By: David Thomas
Chief Executive Officer
Equitas Capital Advisors LLC
The U.S. Congress sets a federal budget every year in the trillions of dollars. Few people know how much money that is so we created a breakdown of federal spending in simple terms. Let’s put the 2011 federal budget into perspective:
- U.S. income: $2,170,000,000,000
- Federal budget: $3,820,000,000,000
- New debt: $ 1,650,000,000,000
- National debt: $14,271,000,000,000
- Recent budget cut: $ 38,500,000,000 (about 1 percent of the budget)
It helps to think about these numbers in terms that we can relate to. Let’s remove eight zeros from these numbers and pretend this is the household budget for the fictitious Jones family.
- Total annual income for the Jones family: $21,700
- Amount of money the Jones family spent: $38,200
- Amount of new debt added to the credit card: $16,500
- Outstanding balance on the credit card: $142,710
- Amount cut from the budget: $385
So in effect last month Congress, or in this example the Jones family, sat down at the kitchen table and agreed to cut $385 from its annual budget. What family would cut $385 of spending in order to solve $16,500 in deficit spending?
It is a start, although hardly a solution.
Now after years of this, the Jones family has $142,710 of debt on its credit card (which is the equivalent of the national debt).
You would think the Jones family would recognize and address this situation, but it does not. Neither does Congress.
The root of the debt problem is that the voters typically do not send people to Congress to save money.
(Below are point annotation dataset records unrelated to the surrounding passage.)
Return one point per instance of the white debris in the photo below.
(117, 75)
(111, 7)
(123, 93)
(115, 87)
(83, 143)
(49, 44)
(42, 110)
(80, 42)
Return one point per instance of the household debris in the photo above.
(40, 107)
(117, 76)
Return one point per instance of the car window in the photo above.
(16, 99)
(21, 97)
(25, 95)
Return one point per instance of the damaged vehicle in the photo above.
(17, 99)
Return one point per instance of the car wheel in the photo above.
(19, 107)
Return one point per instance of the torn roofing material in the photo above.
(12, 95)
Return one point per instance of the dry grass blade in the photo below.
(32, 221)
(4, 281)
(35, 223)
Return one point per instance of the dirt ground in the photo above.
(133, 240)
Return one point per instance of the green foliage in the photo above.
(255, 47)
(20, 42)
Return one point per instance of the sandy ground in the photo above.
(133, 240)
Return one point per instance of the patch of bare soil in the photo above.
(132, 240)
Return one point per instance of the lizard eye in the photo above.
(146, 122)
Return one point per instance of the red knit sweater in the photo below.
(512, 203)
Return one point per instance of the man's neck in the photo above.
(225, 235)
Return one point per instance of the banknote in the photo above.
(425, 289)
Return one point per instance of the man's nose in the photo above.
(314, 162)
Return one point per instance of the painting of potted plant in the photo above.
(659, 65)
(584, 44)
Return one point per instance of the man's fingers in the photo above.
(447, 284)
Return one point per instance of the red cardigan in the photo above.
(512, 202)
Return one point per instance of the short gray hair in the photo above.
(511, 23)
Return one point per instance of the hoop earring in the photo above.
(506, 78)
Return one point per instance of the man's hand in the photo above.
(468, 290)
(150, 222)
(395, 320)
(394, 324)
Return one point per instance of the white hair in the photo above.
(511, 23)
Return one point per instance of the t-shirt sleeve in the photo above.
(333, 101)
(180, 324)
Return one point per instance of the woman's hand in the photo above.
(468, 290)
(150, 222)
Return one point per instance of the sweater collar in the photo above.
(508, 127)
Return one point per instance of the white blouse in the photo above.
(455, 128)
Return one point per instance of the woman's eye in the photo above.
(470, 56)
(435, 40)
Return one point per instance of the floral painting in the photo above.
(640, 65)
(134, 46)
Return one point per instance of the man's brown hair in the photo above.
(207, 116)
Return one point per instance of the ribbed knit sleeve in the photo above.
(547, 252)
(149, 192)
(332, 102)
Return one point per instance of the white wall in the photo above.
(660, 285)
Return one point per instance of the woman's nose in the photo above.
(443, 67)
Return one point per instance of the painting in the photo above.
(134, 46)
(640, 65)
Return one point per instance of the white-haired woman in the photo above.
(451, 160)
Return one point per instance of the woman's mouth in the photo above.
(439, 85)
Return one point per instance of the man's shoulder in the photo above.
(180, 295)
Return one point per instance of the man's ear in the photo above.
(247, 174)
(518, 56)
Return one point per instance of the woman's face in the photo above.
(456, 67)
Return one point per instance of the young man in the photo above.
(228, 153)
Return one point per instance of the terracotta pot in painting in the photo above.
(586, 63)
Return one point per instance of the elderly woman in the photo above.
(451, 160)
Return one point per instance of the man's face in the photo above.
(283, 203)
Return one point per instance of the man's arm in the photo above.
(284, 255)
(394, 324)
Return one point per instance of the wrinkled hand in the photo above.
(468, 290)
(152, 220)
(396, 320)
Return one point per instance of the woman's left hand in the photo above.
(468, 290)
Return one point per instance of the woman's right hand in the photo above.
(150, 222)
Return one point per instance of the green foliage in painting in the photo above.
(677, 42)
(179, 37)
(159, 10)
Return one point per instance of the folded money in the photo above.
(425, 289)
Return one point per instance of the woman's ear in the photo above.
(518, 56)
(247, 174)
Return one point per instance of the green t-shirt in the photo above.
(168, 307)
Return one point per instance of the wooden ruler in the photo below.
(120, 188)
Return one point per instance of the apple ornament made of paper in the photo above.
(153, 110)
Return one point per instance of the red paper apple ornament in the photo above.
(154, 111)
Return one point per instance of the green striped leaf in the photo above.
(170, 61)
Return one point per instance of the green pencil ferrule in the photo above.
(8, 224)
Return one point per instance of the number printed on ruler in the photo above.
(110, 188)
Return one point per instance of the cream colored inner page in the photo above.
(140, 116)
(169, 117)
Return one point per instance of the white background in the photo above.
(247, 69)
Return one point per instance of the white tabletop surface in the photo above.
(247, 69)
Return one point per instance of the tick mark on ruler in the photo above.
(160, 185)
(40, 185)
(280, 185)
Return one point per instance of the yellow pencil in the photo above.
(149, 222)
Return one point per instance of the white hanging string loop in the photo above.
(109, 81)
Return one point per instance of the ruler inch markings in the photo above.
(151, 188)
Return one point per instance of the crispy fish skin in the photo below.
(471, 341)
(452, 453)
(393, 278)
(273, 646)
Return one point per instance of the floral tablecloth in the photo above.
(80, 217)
They are sent there to bring home the bacon to their own home state.
To effect budget change, we need to change the job description and give Congress new marching orders.
It is awfully hard (but not impossible) to reverse course and tell the government to stop borrowing money from our children and spending it now.
In effect, what we have is a reverse mortgage on the country. The problem is that the voters have become addicted to the money. Moreover, the American voters are still in the denial stage, and do not want to face the possibility of going into rehab.
To: David Thomas
From: Catherine Austin Fitts, Solari Inc.
Re: Federal Budget 101
Thank you for your comments. I believe you may want to add a few items to your marvelous presentation:
- The Jones family numbers presented are not reliable. They have refused to produce audited financial statements as required by law for fifteen years. Mysteriously, their bankers continue to operate their account and credit card companies continue to extend credit despite this absence of proper accounting and disclosure.
- The Jones family bank accounts do not balance. In fact their banks have reported undocumentable adjustments of over $40,000 and no one knows where the money went. The banks have promised it will not happen in the future, but have made no effort to find out what happened or to return missing funds.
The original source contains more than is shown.